De forma deliberada.

Como un depredador que se acerca a su presa.

¿Por qué parecía que estaba a punto de cometer un asesinato?

—Quiero que te mantengas jodidamente lejos de mí —gruñó.

Su voz era gélida, grave y letal.

Ella retrocedió instintivamente.

Una vez.

Dos.

Y otra más.

—Vale, vale… cálmate.

No hace falta que te pongas en modo bestia —rio ella con nerviosismo, intentando aligerar el ambiente.

No funcionó.

—Jacqueline —dijo él con voz rasposa.

Se quedó helada, de repente atenta.

—Te escucho.

Sigue.

—Quiero que dejes de irritarme —dijo él, más controlado ahora, aunque la tensión todavía emanaba de él.

Estaba a solo tres pasos, amenazante.

Ella arrugó la nariz.

—Pero me gusta irritarte —admitió sin pudor—.

Eres guay.

Y misterioso.

¿Y sabes qué?

Cuando me has llamado esta mañana, he conseguido tu número.

No te lo vas a creer… Tenía una apuesta con mis amigos para conseguir tu número en dos semanas.

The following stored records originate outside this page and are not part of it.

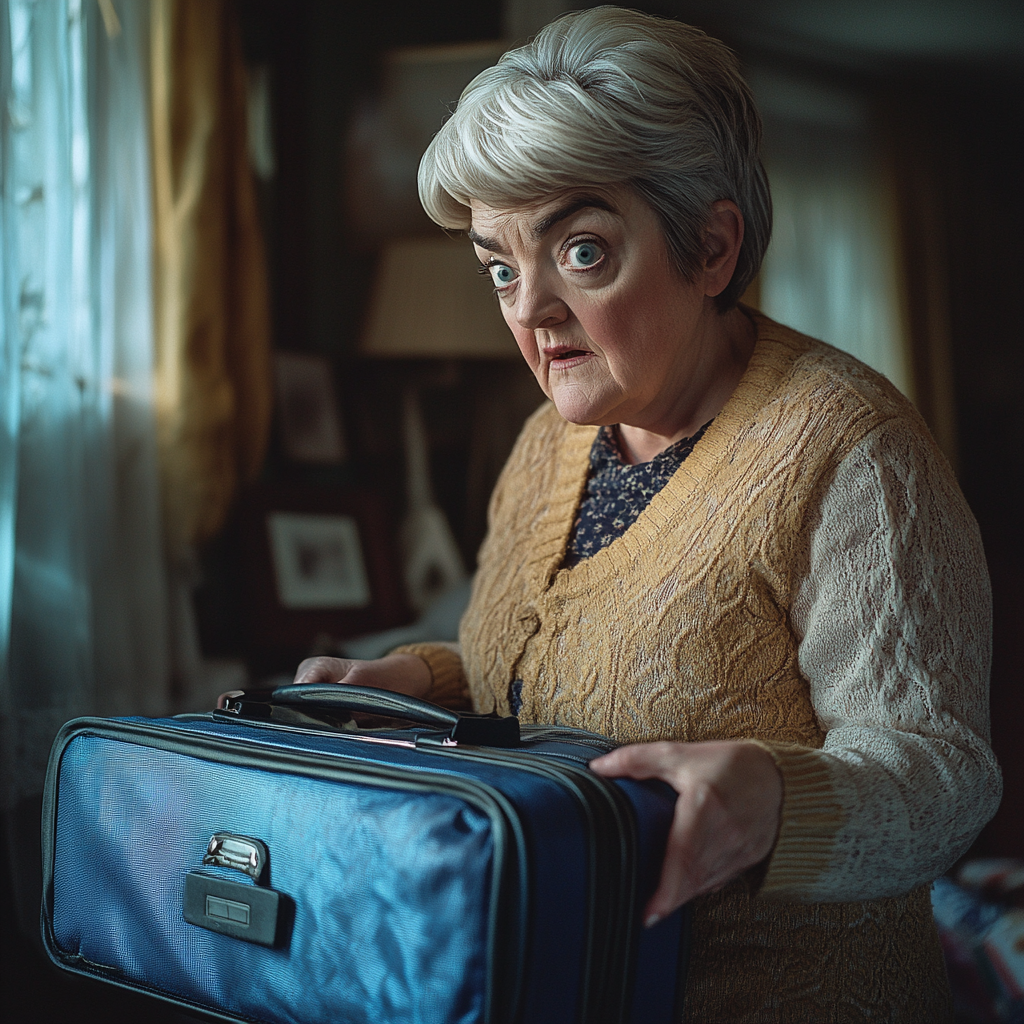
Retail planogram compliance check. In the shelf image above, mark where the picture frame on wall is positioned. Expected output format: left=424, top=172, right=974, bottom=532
left=242, top=483, right=412, bottom=660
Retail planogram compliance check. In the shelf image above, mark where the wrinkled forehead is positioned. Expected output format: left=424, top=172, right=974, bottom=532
left=468, top=185, right=635, bottom=248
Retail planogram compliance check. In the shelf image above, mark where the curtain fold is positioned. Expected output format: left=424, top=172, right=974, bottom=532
left=152, top=0, right=271, bottom=561
left=0, top=0, right=168, bottom=808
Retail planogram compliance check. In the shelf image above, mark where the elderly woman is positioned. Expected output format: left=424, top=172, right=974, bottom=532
left=297, top=7, right=1000, bottom=1022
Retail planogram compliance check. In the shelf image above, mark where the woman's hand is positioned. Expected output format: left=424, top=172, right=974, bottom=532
left=295, top=654, right=431, bottom=697
left=217, top=654, right=431, bottom=710
left=590, top=740, right=782, bottom=927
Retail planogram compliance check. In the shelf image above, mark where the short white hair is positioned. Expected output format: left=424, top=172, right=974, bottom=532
left=419, top=7, right=771, bottom=311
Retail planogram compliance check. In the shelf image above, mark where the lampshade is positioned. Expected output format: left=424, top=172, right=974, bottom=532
left=359, top=234, right=518, bottom=359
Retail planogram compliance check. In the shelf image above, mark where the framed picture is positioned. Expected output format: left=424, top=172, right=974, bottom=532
left=273, top=352, right=346, bottom=465
left=242, top=484, right=412, bottom=657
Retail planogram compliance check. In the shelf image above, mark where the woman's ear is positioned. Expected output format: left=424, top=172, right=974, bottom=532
left=703, top=199, right=743, bottom=298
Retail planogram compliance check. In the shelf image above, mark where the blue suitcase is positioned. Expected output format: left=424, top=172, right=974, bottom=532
left=42, top=686, right=689, bottom=1024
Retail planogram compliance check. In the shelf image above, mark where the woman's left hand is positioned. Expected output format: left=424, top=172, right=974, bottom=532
left=590, top=740, right=782, bottom=927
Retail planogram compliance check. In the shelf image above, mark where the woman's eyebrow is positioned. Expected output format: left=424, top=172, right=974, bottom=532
left=534, top=196, right=618, bottom=239
left=466, top=196, right=618, bottom=254
left=466, top=227, right=503, bottom=253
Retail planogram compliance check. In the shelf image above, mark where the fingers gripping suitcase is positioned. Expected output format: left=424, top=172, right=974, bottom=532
left=42, top=686, right=688, bottom=1024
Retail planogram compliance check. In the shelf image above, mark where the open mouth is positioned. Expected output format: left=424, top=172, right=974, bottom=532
left=551, top=348, right=591, bottom=362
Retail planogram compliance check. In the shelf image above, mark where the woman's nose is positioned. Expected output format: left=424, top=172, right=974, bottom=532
left=515, top=279, right=569, bottom=331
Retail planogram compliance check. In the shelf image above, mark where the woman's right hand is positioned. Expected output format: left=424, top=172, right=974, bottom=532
left=295, top=654, right=431, bottom=697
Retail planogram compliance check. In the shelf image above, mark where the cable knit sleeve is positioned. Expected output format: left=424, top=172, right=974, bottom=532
left=761, top=419, right=1001, bottom=901
left=391, top=643, right=473, bottom=711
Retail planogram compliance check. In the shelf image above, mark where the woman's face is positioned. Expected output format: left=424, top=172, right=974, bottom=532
left=470, top=188, right=708, bottom=435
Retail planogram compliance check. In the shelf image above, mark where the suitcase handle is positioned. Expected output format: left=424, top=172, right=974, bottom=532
left=270, top=683, right=519, bottom=746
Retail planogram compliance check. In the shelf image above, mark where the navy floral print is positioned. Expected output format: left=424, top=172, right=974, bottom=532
left=562, top=422, right=711, bottom=568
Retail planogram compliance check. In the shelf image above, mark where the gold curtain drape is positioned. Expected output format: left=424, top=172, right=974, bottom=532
left=877, top=94, right=959, bottom=471
left=151, top=0, right=271, bottom=560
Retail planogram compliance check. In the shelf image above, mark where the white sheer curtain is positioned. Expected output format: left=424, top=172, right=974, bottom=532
left=751, top=72, right=914, bottom=398
left=0, top=0, right=169, bottom=897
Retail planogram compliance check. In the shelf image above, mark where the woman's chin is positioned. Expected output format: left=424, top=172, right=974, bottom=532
left=551, top=388, right=614, bottom=427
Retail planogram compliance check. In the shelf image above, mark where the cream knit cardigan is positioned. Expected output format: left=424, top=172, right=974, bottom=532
left=402, top=315, right=1000, bottom=1022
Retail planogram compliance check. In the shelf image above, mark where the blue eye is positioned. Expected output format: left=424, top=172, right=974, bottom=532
left=484, top=263, right=519, bottom=290
left=565, top=242, right=604, bottom=270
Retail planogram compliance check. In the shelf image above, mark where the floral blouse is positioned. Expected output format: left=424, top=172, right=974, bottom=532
left=562, top=422, right=711, bottom=568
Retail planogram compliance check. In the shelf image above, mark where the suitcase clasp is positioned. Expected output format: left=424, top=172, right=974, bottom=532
left=203, top=833, right=269, bottom=883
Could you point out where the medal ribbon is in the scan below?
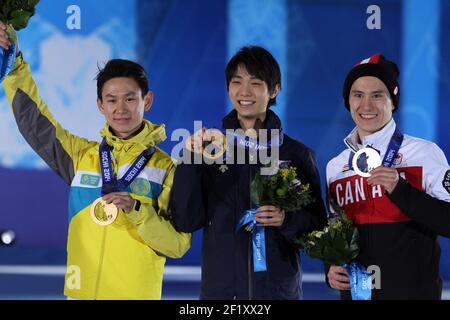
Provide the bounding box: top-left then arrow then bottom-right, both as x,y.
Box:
100,139 -> 156,196
348,126 -> 404,170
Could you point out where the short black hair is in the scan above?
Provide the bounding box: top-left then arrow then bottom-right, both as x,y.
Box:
95,59 -> 149,100
225,46 -> 281,108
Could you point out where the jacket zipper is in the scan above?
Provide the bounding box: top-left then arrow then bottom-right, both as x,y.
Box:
94,227 -> 107,300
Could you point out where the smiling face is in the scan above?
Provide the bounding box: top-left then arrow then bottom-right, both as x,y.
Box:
97,77 -> 153,138
228,65 -> 279,124
349,76 -> 394,139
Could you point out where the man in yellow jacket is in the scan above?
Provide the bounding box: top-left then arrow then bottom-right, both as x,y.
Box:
0,23 -> 191,299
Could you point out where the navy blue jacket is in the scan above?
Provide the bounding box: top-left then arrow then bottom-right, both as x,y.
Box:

Mañana era la fecha límite.

Y hoy, lo he conseguido.

¿No es genial?

Siguió hablando, las palabras salían a borbotones.

—Y, por una vez, deja de ser tan taciturno.

Podrías hasta gustarme si perdieras ese ceño fruncido permanente.

O sea, eres guapo, no me malinterpretes, pero actúas como si alguien importante te hubiera dejado y te hubiera abandonado a sufrir solo el resto de tu vida…
Su mandíbula se tensó bruscamente.

Sus puños se cerraron a los costados.

Se dio cuenta del cambio demasiado tarde.

Sus ojos se abrieron de par en par.

—¿Espera… en serio?

¿Así que alguien te dejó?

¡Oh, Dios, tenía razón!

Pero no pasa nada.

Hay millones de chicas en este mundo.

Si quieres, podría incluso ayudarte a encontrar a alguien mejor.

Olvídate de la chica que te rompió el corazón y te dejó así.

Estoy aquí para ti.

Puedo…
Se le cortó la respiración.

De repente, la gran mano de él se cerró alrededor de su muñeca, áspera e inflexible, y la atrajo hacia sí de un tirón.

Su corazón dio un vuelco.

Y por una fracción de segundo, el mundo dejó de moverse.